AN ANTI-IMMIGRATION group is urging a No vote in the Lisbon Treaty referendum on the grounds that it will lessen the country’s controls over its own borders.

Anti-immigration group urges ‘No’ vote over border fears

The Immigration Control Platform claims the treaty, which will make the EU’s Charter of Fundamental Rights legally binding for all member states, is too broad in scope and lacking in opt-out clauses.

“We see this as a blank cheque and it goes without saying that anyone who would sign a blank cheque would be a very foolish person,” said spokeswoman Áine Ní Chonaill.

The group has fielded candidates in the last two general elections without success and Ms Ni Chonaill yesterday declined to say how many members the group had, but she said it spoke for a large proportion of the public whose concerns about immigration were being ignored by the main political parties.

She quoted numerous legal experts who had interpreted the Charter of Fundamental Rights as potentially forcing member states to give asylum seekers the right to work, to accept overflow asylum seekers from overburdened member states, and to limit deportations.

While successive governments had been lax about immigration control, she said, there would come a time when they wanted to impose restrictions and would find they no longer had the powers to do so.

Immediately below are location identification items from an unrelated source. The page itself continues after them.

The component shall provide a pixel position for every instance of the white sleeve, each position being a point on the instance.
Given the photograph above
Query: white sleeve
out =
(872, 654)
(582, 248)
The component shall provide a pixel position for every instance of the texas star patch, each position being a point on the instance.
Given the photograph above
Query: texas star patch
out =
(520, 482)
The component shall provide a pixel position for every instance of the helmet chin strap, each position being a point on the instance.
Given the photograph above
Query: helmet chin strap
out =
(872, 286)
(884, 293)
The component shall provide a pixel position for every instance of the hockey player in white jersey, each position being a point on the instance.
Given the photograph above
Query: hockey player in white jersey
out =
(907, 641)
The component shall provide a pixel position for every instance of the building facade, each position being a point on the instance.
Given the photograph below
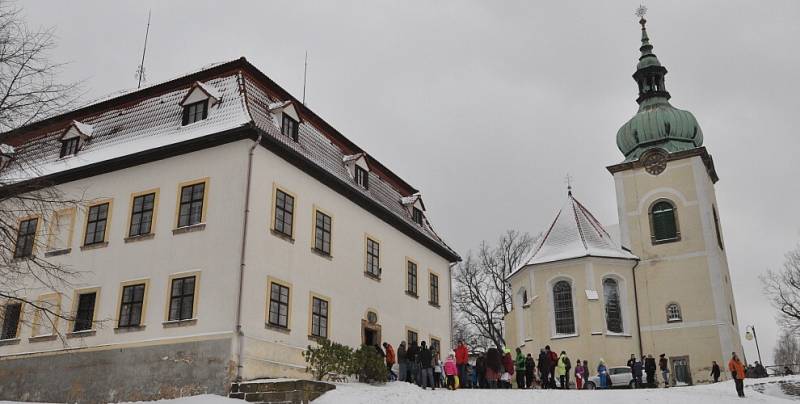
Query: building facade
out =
(667, 289)
(221, 227)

“It is not the short-term or even medium-term likelihood, but I am saying to you: because there is no opt-out clause, you are signing up to this for all time. You don’t know what’s out there or how things change. The EU has talked recently about environmental change and the possibility down the line of environmental refugees.”

The referendum on the Lisbon Treaty is scheduled for the second week in June. Information is available from the Government’s website, www.reformtreaty.ie and the independent Forum on Europe website, www.forumoneurope.ie.

The statutory Referendum Commission, www.refcom.ie, will also be publishing for and against arguments in the coming weeks.